I don't see any unresolved conflicts here, so I'm not sure where else to look to explain this lag. Thoughts?

— Reply to this email directly or view it on GitHub https://github.com/OpenTreeOfLife/phylesystem-api/issues/96.

jimallman commented 10 years ago

On Jul 21, 2014, at 6:32 PM, Mark T. Holder notifications@github.com wrote:

Clock skew on the server running phylesystem can cause the times to be off on according to GitHub and could cause the nudge to OTI to be late, perhaps.

Thnanks! I’ll check the clocks and celery logs.

I’ll also review the webhooks on GitHub, to make sure they’re using the correct (latest) API methods to nudge oti. I noticed some are calling with old-school URLs.

jimallman commented 10 years ago

Flagging this as related to https://github.com/OpenTreeOfLife/deployed-systems/pull/7

jimallman commented 10 years ago

@mtholder, please see https://github.com/OpenTreeOfLife/deployed-systems/pull/7 for the likely culprit (wrong key file specified during deployment). Now that I know what to look for, I can see lots of 409 CONFLICT responses in the apache logs (look for push/ in ot15:/var/log/apache2/access.log).

We should make this error more visible. I'm not quite sure where to make that happen, since it looks like we're using deferred actions for this.

jimallman commented 10 years ago

UPDATE: We also had a minor problem with the webhook URL that nudges oti when studies are added/changed/deleted. Addressed in this fix, which builds a URL that matches the current phylesystem-api.

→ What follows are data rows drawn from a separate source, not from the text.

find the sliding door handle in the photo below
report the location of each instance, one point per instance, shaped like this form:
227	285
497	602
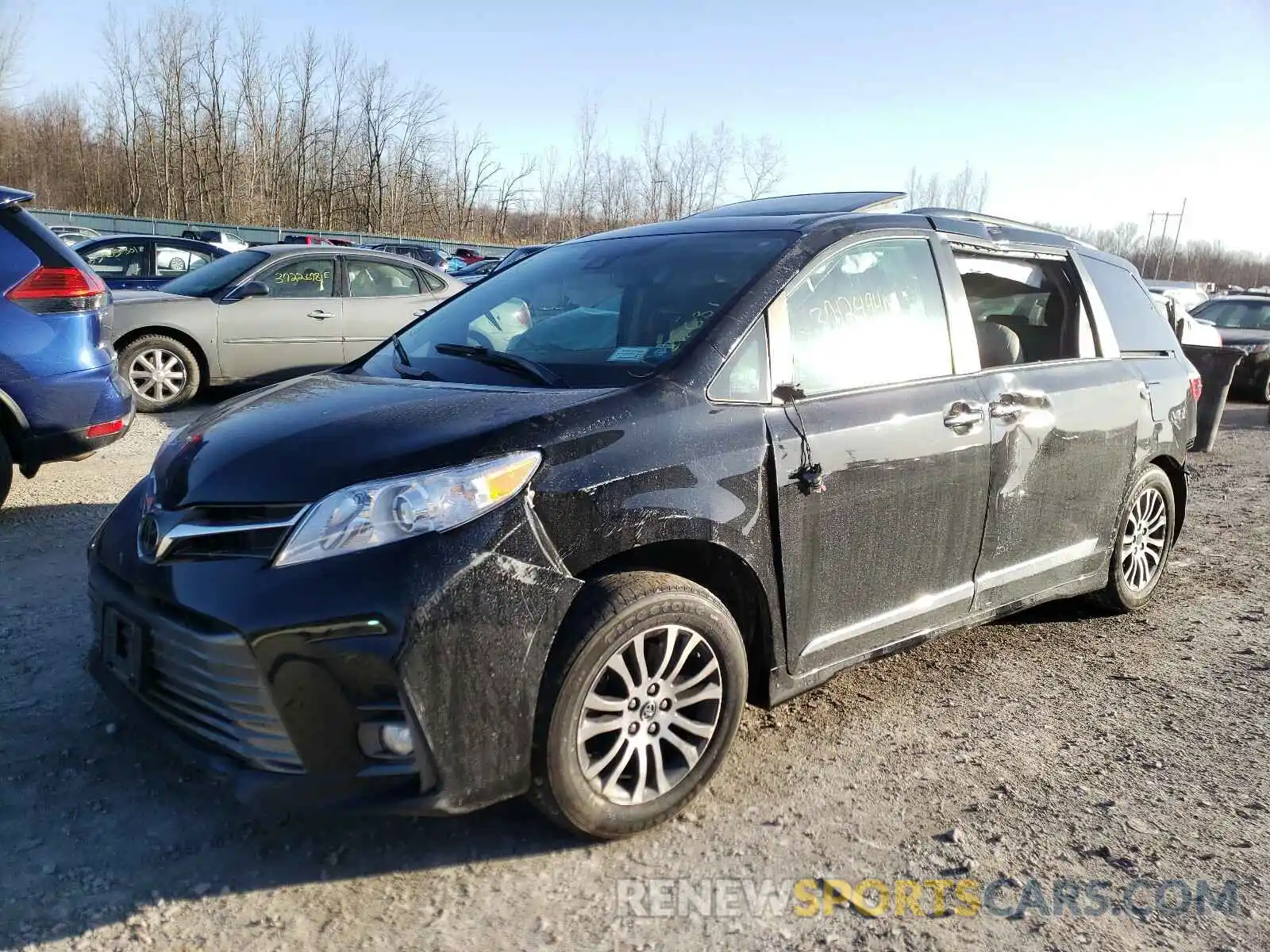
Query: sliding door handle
963	414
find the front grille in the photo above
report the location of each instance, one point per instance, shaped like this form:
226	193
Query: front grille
209	685
216	532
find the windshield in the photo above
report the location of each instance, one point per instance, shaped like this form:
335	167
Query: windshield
1242	315
595	313
210	278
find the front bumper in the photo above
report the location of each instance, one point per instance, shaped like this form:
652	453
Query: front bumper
268	677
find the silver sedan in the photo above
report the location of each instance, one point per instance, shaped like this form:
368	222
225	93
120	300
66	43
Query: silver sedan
266	314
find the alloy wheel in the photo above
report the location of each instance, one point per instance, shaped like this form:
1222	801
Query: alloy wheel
651	714
1146	535
158	374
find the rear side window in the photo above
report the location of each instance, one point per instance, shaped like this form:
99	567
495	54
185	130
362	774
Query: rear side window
869	315
1138	325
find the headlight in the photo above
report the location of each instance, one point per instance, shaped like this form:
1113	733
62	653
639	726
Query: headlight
376	513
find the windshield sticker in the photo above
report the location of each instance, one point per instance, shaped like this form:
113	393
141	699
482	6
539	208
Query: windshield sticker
628	355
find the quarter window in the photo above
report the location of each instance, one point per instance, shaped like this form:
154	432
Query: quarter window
380	279
173	262
306	277
869	315
1137	324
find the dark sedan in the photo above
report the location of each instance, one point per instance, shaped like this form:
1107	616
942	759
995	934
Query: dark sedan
1244	321
145	262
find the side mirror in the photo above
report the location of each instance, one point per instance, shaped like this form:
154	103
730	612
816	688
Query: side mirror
253	289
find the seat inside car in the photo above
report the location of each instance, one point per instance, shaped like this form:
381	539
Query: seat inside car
999	346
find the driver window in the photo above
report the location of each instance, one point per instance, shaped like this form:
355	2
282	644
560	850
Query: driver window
380	279
304	277
126	260
868	315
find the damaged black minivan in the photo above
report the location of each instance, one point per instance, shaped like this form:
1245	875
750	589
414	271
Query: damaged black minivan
552	537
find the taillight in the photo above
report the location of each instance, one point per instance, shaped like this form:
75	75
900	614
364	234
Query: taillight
105	429
59	290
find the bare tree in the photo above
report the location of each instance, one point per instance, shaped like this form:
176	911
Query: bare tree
968	190
762	165
13	27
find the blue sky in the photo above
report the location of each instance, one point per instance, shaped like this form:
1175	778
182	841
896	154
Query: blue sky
1083	112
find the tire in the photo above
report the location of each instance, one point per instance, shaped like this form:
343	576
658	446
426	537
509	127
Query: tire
158	352
6	469
1149	517
698	681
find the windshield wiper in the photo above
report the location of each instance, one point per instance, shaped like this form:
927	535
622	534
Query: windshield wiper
508	362
400	349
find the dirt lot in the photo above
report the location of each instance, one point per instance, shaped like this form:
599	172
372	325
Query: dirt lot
1064	744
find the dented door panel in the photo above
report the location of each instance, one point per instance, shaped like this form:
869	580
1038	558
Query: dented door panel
1064	441
888	550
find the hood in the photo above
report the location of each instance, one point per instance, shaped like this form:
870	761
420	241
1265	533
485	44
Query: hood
149	298
298	441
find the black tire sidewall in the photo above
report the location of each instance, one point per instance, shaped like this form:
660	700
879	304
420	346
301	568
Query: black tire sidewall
6	470
1118	588
156	342
572	800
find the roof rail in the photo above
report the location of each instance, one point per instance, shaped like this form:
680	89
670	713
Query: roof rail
962	215
813	203
13	196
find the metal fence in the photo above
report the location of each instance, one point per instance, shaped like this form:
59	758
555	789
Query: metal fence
127	225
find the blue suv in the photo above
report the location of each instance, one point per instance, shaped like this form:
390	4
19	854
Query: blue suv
61	397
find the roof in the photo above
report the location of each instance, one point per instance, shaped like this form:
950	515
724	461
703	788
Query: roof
810	213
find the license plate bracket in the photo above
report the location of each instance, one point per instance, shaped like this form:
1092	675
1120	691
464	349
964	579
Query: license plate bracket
124	647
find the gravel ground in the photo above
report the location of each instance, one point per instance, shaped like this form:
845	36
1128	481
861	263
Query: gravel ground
1064	744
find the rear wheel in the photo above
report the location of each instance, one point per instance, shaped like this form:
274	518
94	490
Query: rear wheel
639	704
1143	543
163	372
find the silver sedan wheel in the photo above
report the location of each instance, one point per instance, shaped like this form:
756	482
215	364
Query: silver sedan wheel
158	374
651	714
1146	533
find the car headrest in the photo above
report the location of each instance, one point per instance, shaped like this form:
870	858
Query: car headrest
999	346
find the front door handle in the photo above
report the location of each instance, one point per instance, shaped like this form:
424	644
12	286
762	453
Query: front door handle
963	414
1010	405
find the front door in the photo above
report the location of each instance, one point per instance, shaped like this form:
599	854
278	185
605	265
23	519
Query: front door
1064	422
887	550
298	327
383	298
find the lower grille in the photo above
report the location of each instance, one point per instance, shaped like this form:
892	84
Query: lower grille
209	685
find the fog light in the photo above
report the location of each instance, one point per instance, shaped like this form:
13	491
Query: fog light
397	739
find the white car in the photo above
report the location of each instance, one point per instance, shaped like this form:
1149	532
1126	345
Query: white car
1195	330
221	239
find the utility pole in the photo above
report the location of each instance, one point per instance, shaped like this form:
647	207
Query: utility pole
1176	239
1164	238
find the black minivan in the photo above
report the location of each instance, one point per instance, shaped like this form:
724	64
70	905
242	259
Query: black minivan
552	537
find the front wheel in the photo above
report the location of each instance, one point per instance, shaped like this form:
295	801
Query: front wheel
639	704
163	372
1145	539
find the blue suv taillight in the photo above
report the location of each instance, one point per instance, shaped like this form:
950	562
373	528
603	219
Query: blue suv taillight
59	291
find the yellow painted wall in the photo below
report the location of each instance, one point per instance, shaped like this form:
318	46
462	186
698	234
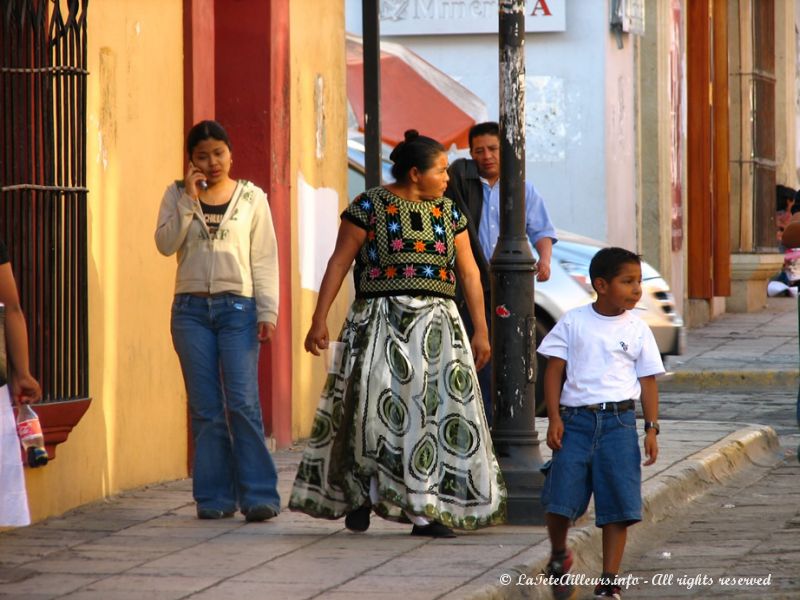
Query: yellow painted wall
135	430
318	153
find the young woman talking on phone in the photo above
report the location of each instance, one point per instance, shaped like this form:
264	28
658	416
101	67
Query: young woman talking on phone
226	302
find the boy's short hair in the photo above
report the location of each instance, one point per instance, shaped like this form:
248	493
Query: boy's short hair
487	128
607	263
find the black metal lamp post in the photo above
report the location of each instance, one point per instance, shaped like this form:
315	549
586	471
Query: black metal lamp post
371	47
513	269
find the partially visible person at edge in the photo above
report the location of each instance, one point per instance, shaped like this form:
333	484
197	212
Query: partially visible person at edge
400	427
791	233
226	302
24	389
475	186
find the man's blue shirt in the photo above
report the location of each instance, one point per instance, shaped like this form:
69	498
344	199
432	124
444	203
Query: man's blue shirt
537	221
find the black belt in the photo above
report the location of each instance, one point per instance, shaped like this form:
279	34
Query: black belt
615	407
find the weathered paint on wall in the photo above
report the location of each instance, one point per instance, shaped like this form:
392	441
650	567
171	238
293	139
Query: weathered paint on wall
318	156
135	430
564	107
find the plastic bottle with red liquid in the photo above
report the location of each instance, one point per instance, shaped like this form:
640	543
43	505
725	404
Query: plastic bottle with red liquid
30	436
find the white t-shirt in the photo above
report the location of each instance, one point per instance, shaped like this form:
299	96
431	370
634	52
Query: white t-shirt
605	356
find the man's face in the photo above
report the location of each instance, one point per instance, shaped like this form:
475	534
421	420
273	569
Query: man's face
485	150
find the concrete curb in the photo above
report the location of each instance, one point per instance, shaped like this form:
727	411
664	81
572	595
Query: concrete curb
697	381
663	496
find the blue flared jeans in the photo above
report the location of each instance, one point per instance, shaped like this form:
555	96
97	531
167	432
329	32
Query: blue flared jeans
217	344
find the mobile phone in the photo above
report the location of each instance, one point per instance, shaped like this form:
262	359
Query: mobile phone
202	184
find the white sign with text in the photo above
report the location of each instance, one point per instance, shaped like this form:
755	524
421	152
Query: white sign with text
437	17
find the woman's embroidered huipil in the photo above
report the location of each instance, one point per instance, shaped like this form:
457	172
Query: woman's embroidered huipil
410	247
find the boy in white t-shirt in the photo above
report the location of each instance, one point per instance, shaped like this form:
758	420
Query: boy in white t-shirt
611	359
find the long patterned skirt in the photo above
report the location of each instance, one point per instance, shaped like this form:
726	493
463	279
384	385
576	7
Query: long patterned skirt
404	411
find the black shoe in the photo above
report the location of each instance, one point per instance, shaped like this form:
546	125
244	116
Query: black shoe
433	530
213	513
358	519
258	513
556	569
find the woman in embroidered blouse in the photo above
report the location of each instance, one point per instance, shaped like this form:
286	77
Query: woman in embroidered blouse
400	427
226	302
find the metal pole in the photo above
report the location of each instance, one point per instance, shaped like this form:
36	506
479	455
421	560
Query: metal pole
371	41
513	271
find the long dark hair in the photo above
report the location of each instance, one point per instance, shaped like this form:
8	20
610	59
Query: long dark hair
414	151
206	130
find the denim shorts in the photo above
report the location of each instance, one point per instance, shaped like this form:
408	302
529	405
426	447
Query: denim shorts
599	455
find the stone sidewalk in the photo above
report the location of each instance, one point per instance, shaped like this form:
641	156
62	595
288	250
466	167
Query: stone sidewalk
147	544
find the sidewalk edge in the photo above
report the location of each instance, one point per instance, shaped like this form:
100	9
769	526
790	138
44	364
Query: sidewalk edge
693	381
673	489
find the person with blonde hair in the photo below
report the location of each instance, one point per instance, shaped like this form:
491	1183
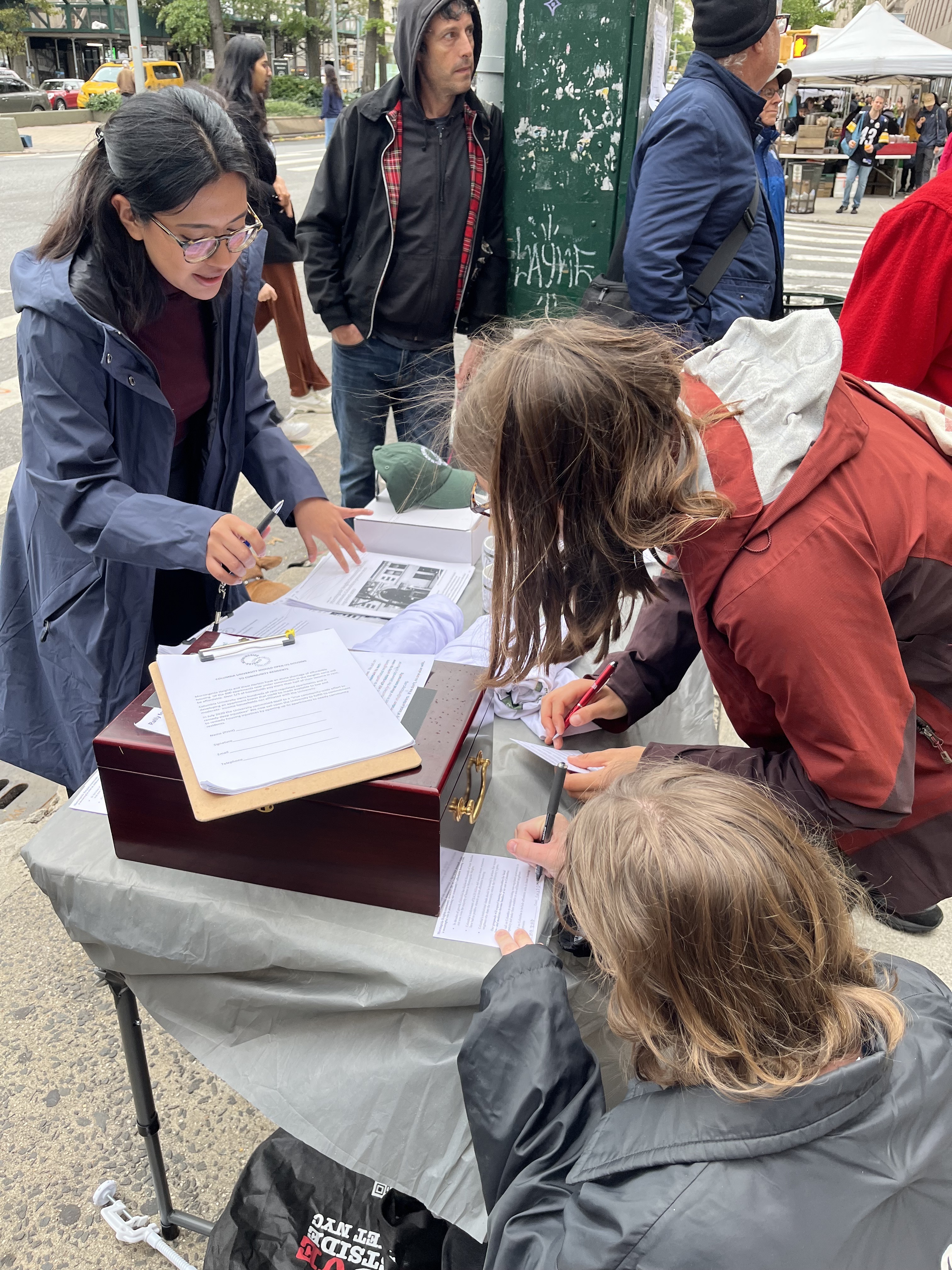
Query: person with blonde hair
791	1101
804	520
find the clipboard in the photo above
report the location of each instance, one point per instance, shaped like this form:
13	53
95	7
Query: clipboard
215	807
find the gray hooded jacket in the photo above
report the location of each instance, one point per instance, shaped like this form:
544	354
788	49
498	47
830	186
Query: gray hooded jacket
852	1171
399	273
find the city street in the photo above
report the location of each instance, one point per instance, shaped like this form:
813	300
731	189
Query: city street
66	1114
823	251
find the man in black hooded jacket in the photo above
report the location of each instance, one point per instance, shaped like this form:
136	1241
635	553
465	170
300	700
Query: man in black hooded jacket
403	238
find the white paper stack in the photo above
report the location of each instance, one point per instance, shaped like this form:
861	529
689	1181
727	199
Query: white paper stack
262	717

Note that this is still a very weird URL, along the lines of http://api.opentreeoflife.org/phylesystem/v1/../search/nudgeIndexOnUpdates Moving this into our preferred form, something like http://api.opentreeoflife.org/phylesystem/v1/search/nudgeIndexOnUpdates will require some shenanigans in web2py to re-route across controllers. This is generally not recommended, so we might need to move methods from the search, merge, and other oddball controllers into the main controller. Or maybe add these as proxied paths in Apache?

mtholder commented 10 years ago

wrt making the error more visible: we probably want to add a system for logging errors on the server side in such a way as to make them fetchable via http. In this case, the except block in the controller/push.py function v1/PUT should probably just append a note to some JSON file on the server side, and then we should have a default/v1/error_status function that would return the error.

We could have a convention like: private/errors/phylesystem-api.json for errors that reflect problems with the whole system, and private/errors/<study-id>.json for errors associated with a specific study.

If the error files were intended for intermittent weirdness (like this case) rather than problems with the NexSONs, then we would not need to store them long term or put them under version control. The client code could just use a timer attached the save action (or just poll) to make sure that the err state was clean for a study after the save operation.

jimallman commented 10 years ago

Added a related ticket (#106) about lots of accumulated changes sitting in the local repo (not making it to GitHub).